PS1="$LINE1\n$LINE2"

export PATH="$PATH:$HOME/.rvm/bin" # Add RVM to PATH for scripting
[[ -s "$HOME/.rvm/scripts/rvm" ]] && source "$HOME/.rvm/scripts/rvm" # Load RVM into a shell session *as a function*

# export NVM_DIR="$HOME/.nvm"
# [ -s "$NVM_DIR/nvm.sh" ] && . "$NVM_DIR/nvm.sh"  # This loads nvm

source ~/.nvm/nvm.sh

### Added by the Heroku Toolbelt
export PATH="/usr/local/heroku/bin:$PATH"

What do you think I can move over?

SeeThruHead commented 8 years ago

I would say you might be able to move everything over. At least give it a try and move things back if you need them in a non login shell. As issues pop up. See if that fixes the slow shell startup.

seatownrocks commented 8 years ago

I also lag switching from neovim pane to any other pane and I use fish shell so I added:

set shell=/bin/bash\ -i to ~/.config/nvim/init.vim

This eliminates the lag but after switching out then back to an nvim pane, if I then navigate up or down with k or j nvim appears to crash as I am dumped to a shell prompt.

You must leave an nvim pane first then return in order for j or k to crash nvim. This does not occur on first entry to an nvim pane. This can be verified with a tmuxinator script that sets up two tmux panes, the first a shell and the second an nvim pane, and starts the user in the shell pane.
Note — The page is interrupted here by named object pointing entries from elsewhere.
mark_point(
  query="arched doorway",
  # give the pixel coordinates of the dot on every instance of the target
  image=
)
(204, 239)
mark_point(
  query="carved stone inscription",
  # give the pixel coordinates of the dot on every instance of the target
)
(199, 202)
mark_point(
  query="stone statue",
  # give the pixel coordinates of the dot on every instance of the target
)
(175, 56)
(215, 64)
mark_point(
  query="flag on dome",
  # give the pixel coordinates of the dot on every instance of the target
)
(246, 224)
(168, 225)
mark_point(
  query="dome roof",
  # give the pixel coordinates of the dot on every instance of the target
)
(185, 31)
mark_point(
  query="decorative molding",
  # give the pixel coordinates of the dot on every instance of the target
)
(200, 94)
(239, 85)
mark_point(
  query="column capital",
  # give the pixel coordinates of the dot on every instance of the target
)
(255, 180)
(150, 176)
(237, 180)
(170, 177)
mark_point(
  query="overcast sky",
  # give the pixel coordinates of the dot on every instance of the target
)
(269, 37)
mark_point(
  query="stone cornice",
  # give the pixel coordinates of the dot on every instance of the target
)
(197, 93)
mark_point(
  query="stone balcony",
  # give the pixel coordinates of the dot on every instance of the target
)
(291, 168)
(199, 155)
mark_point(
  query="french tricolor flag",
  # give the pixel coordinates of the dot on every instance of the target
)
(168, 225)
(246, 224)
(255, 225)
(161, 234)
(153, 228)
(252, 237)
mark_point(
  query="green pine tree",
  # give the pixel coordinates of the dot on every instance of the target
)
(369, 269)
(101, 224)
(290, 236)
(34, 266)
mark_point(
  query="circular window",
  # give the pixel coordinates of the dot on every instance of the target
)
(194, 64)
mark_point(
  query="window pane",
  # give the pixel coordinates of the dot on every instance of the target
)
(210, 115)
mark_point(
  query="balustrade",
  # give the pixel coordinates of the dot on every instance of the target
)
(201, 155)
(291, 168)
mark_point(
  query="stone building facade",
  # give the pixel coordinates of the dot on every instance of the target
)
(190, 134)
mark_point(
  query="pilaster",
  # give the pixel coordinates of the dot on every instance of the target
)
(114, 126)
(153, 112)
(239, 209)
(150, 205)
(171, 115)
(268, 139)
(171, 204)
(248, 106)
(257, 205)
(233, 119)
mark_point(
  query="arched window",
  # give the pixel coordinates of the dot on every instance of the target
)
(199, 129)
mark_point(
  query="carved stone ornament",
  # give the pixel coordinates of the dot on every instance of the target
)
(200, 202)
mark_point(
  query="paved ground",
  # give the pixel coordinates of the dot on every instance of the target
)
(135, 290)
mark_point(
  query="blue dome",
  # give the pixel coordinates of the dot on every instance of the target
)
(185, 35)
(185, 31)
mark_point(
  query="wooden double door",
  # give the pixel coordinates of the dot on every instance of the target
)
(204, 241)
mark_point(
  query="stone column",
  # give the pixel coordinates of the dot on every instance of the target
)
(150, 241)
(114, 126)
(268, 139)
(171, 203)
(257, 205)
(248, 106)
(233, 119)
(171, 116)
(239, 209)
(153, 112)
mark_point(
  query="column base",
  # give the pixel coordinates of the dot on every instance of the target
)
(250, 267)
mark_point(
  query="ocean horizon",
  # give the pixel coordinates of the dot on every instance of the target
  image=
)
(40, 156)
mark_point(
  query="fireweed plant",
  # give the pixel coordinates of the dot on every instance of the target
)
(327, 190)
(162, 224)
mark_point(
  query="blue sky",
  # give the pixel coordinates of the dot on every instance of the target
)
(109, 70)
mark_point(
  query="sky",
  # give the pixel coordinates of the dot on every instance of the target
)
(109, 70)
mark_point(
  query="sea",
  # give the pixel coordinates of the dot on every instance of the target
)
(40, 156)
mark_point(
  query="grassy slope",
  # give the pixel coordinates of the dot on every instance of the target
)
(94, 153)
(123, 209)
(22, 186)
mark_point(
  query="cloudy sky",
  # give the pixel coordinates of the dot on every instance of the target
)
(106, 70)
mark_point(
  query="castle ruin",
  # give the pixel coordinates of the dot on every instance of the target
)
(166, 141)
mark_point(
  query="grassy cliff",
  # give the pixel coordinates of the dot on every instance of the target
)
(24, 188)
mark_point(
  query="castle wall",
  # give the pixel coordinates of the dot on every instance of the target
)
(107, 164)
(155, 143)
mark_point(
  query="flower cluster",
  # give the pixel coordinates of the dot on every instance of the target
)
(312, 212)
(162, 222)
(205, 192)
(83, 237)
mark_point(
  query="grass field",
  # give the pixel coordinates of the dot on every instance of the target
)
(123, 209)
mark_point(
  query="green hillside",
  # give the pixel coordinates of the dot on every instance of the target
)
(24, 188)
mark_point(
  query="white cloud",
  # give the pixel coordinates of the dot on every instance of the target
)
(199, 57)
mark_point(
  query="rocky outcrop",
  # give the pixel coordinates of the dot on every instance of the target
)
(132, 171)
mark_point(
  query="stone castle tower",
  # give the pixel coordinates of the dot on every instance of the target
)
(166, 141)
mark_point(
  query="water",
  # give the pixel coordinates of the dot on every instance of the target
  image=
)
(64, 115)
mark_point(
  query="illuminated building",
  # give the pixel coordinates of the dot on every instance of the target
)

Switching to nvim for the first time then pressing j or k does not crash nvim, however then switching away and back to nvim and then pressing j or k does crash nvim. Tmuxinator script:

https://gist.github.com/seatownrocks/2b5d136b79ff907ee384

Note that I use and keys to switch panes instead of the default vim-tmux-navigator keys.

My setup: NVIM 0.1.2-dev fish, version 2.0.0 tmux-2.1.tar.gz tmuxinator 0.7.1

AmeerTaweel commented 3 years ago

.vimrc : set shell=/bin/bash\ -i is what is working for me (i'm using fish an I don't think it has a non-login shell, or if it does it also has some delay when loading)

Thank you @SeeThruHead for your solution. It really helped me with the speed issue.

I am using:

Navigation between vim panes was extremely slow. But when I used:

set shell=/bin/bash\ -i

It became fast again. However, if I switch between a vim pane and a tmux pane, the whole window is closed. So I changed the line to:

set shell=/bin/bash

And now it works fine, it's still fast, but it does not close the window when I go from vim to tmux. I don't even know that the -i flag does, but removing it solved the problem for me. I just want to put this here so it helps anyone who encounters the same problem.